Today as I prepare to go to a homeschool mom’s meeting, I’ll try to remember those words from Hebrews 12.  Take a new grip.  Strengthen your knees.  Mark out a straight path.  Become strong.  Because it’s all a ‘God thing.’

Do you believe God when His word says in Romans 8,

And we know that in all things God works for the good of those who love him, who have been called according to his purpose. If God is for us, who can be against us?  Who shall separate us from the love of Christ? Shall trouble or hardship or persecution or famine or nakedness or danger or sword? No, in all these things we are more than conquerors through him who loved us.
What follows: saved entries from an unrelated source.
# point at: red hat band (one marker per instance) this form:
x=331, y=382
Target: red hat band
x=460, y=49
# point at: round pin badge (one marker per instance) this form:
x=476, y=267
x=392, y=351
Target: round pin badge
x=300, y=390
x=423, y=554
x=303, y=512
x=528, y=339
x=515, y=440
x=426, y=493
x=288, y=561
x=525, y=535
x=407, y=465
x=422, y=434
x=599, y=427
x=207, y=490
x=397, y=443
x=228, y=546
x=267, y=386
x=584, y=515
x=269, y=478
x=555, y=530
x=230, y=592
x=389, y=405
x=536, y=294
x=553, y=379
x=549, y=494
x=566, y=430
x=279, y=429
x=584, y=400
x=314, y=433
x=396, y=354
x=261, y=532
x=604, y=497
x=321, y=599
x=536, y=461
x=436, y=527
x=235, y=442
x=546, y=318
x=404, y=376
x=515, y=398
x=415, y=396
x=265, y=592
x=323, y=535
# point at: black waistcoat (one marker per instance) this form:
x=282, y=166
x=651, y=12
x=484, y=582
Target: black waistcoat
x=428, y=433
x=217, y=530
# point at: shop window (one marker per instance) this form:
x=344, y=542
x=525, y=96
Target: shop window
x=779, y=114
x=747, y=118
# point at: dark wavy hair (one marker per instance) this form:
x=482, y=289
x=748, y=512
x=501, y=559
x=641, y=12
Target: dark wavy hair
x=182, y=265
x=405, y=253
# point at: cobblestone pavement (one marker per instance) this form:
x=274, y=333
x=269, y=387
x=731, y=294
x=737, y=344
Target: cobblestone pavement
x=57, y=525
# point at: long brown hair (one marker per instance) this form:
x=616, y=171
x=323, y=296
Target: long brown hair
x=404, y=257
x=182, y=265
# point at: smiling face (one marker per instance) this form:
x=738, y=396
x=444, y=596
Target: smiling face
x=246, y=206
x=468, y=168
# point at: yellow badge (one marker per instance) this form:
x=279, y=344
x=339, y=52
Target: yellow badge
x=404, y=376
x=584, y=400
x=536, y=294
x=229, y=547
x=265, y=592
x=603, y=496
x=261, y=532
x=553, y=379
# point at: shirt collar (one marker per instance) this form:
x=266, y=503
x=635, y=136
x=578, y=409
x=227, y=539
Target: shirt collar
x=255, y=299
For I am convinced that neither death nor life, neither angels nor demons, neither the present nor the future, nor any powers, neither height nor depth, nor anything else in all creation, will be able to separate us from the love of God that is in Christ Jesus our Lord.

Absolutely nothing going on in the secular world can separate us from the love of God in Jesus.  Nothing.  Not a stimulus package that no one had time to read before it was passed into law.  Not an automobile bail-out.  Those things are just symptoms of how needy our great country really is.  We have people turning to Government when all they really need is Christ.

One thought on “Is It A ‘God Thing?’

  1. So, so good. I try to remind myself of the exact same thing often these past few weeks. It is a God thing, whether we see the plan or not!!